Point of Contact: Yang Cheng

The JPL Mobility and Robotic Systems Section has been engaged for some time in development of vision systems for small body (comet and asteroid) exploration. We are developing vision applications for both active (lidar and radar) and passive (visible and infrared) sensors. Our research and development activities cover a wide spectrum of applications including Autonomous Orbit Determination (AOD), Hovering Descent, Landing and Ascent (HDLA), Rendezvous and Station Keeping. The capabilities developed by the section can be summarized as follows:

Landmark Detection

Craters are abundant on many small planetary bodies (e.g. asteroids and comets) and are ideal natural landmarks. We have developed a sophisticated and robust crater-detection algorithm which has successfully detected craters in imagery of many different bodies (Figure 1). For non-cratered bodies, we have experimented with landmarks derived from local gradient information. Descriptors for these landmarks are computed and stored in a way that is invariant to image-plane rotation and some scale and lighting changes.

Fig. 1: Crater-detection examples.

Landmark Identification

Reliable and efficient landmark identification between two images or between an image and a database is another active research area. We have successfully developed a suite of landmark-matching methods including cross-correlation matching, Fast Fourier Transform (FFT) matching, landmark-descriptor matching, and geometric-invariant matching. These methods taken together can satisfy requirements for most small-body-exploration activities including both onboard and ground operations.

Estimation of Spacecraft and Landmark Position

We have pushed the following technologies to fairly advanced levels: terrain relative-motion estimation using two images (monocular motion), bundle adjustment for estimation of both spacecraft position and landmark position, landmark-based pose estimation, and filtering of landmarks with inertial and attitude sensing for determining spacecraft trajectory (Figure 2). Many of the capabilities have been developed and tested using a gantry test bed in the Machine Vision Laboratory as well as real mission data such as that from NEAR.

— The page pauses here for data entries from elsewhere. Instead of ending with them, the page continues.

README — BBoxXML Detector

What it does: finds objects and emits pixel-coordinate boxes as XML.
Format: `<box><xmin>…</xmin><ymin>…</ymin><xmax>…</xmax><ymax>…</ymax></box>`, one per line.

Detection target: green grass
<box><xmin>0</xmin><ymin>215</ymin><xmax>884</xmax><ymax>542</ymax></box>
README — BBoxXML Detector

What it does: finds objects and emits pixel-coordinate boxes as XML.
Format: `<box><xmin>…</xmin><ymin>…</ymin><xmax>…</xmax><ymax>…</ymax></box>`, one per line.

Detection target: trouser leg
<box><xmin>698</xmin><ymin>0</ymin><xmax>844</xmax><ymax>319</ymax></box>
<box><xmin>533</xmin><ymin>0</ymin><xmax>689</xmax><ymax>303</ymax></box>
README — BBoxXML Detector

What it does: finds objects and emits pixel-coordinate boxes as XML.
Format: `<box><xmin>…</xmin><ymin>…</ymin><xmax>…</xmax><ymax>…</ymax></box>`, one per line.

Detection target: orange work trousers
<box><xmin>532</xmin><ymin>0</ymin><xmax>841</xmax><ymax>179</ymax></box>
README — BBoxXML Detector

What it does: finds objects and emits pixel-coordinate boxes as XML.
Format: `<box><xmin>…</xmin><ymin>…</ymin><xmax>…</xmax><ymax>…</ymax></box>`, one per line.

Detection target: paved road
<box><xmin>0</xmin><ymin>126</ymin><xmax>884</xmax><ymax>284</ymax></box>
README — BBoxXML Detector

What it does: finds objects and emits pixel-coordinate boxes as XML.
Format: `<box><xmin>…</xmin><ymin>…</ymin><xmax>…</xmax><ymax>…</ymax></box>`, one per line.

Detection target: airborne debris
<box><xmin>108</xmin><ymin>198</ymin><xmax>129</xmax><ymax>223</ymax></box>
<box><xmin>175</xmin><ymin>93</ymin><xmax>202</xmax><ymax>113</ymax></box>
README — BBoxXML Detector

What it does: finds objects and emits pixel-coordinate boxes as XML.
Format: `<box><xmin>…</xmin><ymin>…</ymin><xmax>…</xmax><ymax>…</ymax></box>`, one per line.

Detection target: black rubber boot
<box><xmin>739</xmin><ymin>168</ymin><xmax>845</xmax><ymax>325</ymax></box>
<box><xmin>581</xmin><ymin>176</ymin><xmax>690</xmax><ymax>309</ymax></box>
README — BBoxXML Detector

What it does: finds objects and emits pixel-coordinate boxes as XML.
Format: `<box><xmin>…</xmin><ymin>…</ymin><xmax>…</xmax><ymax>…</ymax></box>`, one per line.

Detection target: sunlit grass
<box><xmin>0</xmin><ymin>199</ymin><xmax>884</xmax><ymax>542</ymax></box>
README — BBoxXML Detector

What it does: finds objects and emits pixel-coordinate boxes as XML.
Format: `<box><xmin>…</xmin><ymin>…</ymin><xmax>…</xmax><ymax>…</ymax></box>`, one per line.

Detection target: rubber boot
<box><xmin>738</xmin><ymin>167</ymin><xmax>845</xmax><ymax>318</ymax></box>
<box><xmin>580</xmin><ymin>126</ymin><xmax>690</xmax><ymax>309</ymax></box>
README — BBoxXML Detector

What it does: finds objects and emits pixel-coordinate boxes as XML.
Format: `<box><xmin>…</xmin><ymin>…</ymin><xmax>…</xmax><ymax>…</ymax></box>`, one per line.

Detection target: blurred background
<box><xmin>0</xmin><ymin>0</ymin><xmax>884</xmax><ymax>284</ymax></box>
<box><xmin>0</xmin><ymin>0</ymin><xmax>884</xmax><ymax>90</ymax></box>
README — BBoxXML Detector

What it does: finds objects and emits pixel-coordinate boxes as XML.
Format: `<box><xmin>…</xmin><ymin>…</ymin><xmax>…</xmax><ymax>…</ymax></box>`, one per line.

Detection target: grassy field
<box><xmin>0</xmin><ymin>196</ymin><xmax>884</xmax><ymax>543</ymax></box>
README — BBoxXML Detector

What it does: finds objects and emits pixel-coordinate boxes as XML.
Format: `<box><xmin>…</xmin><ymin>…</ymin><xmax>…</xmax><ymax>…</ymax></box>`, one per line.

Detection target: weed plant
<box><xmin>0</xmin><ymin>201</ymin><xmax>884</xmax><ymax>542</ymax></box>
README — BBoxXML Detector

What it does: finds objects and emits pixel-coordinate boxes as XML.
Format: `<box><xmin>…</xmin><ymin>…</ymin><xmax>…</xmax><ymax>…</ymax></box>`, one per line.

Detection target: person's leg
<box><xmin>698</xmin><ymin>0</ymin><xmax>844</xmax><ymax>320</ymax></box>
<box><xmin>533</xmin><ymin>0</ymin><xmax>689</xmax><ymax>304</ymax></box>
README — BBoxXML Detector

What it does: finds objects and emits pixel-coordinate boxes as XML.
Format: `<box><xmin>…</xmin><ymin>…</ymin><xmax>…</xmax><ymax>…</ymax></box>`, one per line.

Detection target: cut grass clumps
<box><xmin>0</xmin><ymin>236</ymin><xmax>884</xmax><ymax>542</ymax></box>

Fig. 2: Landmark-based spacecraft-orbit determination. Left pane: Imagery with detected landmarks shown. Red = rejected as outlier. Green = accepted. Right pane: Recovered position overlaid on ground-truth trajectory. Vision-based position errors are shown for each frame.

Surface Reconstruction and Hazard Detection and Avoidance

For spacecraft landing, the Section offers the following capabilities:

  • Structure from motion augmented with altimetry measurements for complete six-degree-of-freedom body-relative motion estimation.
  • Dense surface reconstruction using monocular imagery.
  • Landing-hazard detection (rocks, slopes, discontinuities, and roughness) (Figure 3).
  • Safe-site selection from terrain maps generated from imagery or scanning lidar.
  • Landing-site tracking for station keeping during sampling and precision landing.

Except for target tracking, these capabilities have been demonstrated on the JPL Autonomous Helicopter test bed by autonomously landing the helicopter in unknown and hazardous terrain.

Fig. 3: Hazard (rock) detection result on a NEAR final-descent image.